El problema es que hemos creado una lógica sólo para nosotros, ante el temor de que si se ampliase a cuantos desean entrar en el mismo sistema, el reparto supusiese una merma general de las condiciones. Una convicción y que no se basa en una constatación, puesto que, por el momento, aquellos países que más mano de obra foránea han importado son, también, los que tienen economías más boyantes.
Después de que la caída del comunismo haya dejado a la economía de mercado sin rival teórico, no estaría de más avanzar en su desarrollo y análisis para adentrarse en los nuevos escenarios que produce la globalización. Con una formulación tan mecánica como la del mercado, en donde casi todo queda resuelto en función del punto donde se crucen oferta y demanda, cabe caer en la pereza mental, lo que probablemente está ocurriendo. Si queremos que el modelo sea perfectamente consistente, no cabe entender por qué se deben suprimir todo tipo de barreras al libre movimiento de mercancías pero no al de los trabajadores. Por qué nadie se atreve a asumir ese riesgo si la mano invisible del mercado se encargará, supuestamente, de ponerlo todo en su sitio. Lo contradictorio no es que se impida la entrada de nuevos trabajadores por el simple hecho de proceder de países menos avanzados, lo más sorprendente es la ausencia de respuestas doctrinales a esta invasión pacífica. Están por formular las teorías que permitan conocer, con cierta exactitud, cómo se comportaría nuestro modelo de economía de mercado si se abriese la puerta a una avalancha de trabajadores que, a su vez, no lo olvidemos, serían también nuevos consumidores.
Esos son los retos prácticos que hay que resolver porque forman parte de una globalidad que no sólo es imparable, sino que hemos aceptado como un signo de modernidad y de progreso. Y resultaría de una imprevisión supina que descubriésemos ahora que nuestro concepto de globalidad se refiere únicamente a EE UU, Canadá, Europa y las economías pujantes de Extremo Oriente.
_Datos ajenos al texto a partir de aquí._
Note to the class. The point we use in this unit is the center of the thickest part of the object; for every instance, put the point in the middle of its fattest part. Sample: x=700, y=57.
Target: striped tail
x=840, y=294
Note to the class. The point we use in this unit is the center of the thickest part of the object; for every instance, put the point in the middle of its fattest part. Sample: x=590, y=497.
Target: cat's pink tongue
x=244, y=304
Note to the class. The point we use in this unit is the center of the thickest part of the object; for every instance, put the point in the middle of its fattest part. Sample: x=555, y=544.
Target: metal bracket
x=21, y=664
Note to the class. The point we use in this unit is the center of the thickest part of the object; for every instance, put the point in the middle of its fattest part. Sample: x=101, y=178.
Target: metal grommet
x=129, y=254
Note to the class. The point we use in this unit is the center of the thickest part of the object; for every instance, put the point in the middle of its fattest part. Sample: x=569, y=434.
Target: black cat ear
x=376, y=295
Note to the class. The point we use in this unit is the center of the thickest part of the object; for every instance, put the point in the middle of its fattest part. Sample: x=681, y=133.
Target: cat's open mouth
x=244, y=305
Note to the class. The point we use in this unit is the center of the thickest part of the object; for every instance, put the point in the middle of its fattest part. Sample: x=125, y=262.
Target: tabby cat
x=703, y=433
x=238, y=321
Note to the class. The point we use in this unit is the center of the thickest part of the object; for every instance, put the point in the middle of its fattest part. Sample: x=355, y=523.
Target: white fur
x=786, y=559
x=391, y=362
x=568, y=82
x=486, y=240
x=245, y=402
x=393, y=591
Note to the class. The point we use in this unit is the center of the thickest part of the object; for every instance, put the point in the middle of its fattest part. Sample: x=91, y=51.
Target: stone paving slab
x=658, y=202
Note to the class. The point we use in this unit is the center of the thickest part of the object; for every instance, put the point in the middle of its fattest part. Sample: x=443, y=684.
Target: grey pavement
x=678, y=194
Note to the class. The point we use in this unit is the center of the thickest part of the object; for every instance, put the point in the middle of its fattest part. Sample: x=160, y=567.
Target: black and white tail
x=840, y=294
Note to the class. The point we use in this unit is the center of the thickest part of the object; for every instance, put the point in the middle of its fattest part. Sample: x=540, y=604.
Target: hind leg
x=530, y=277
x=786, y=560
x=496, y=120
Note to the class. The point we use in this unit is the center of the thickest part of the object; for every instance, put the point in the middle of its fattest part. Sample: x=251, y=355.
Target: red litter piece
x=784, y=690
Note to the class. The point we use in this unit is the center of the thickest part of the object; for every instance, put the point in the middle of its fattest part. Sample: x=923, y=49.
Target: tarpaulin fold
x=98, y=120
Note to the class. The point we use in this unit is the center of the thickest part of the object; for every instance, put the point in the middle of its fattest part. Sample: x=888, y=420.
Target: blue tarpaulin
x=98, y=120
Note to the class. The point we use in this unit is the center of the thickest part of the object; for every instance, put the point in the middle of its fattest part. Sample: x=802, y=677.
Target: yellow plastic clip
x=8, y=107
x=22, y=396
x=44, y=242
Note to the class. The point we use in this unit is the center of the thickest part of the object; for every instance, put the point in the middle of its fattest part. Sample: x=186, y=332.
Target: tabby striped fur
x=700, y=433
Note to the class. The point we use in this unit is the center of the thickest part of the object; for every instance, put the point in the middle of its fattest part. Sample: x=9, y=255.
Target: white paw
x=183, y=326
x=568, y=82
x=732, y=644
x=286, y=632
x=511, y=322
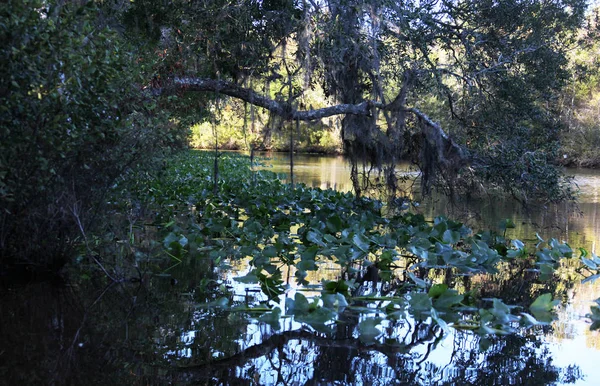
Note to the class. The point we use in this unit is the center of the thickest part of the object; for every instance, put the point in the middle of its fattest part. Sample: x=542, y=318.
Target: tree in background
x=580, y=102
x=490, y=72
x=71, y=121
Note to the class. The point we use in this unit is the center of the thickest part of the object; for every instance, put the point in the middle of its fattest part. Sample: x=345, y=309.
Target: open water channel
x=155, y=333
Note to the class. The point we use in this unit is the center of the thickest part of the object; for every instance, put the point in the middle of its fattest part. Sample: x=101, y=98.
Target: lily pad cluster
x=386, y=265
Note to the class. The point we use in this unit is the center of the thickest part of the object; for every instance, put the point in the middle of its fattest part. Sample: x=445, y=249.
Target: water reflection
x=160, y=332
x=579, y=226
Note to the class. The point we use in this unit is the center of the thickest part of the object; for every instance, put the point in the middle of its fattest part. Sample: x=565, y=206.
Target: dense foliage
x=386, y=268
x=491, y=72
x=71, y=121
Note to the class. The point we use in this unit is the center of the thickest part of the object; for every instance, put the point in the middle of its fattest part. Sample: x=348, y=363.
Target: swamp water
x=165, y=330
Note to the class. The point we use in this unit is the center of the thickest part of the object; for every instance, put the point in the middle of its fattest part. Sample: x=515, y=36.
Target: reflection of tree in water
x=304, y=358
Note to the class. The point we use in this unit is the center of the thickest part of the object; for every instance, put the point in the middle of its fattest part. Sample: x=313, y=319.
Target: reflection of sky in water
x=571, y=342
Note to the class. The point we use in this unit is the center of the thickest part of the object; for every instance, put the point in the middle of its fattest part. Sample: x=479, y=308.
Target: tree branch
x=447, y=149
Globalidad es todo, para lo bueno y para lo malo y quienes están al otro lado del Estrecho están dispuestos a perder su vida con tal de entrar en el reparto. ¿Cuánto tiempo resistirán las verjas y las leyes excluyentes frente a semejante avalancha? El imperio romano consiguió contener a los pueblos germánicos a la puerta durante varios siglos antes de que estallasen las fronteras, pero entonces los que querían entrar no veían la televisión y no tenían un conciencia exacta de lo bien que se vivía en Roma. Ahora que lo saben perfectamente ¿quién les va a frenar?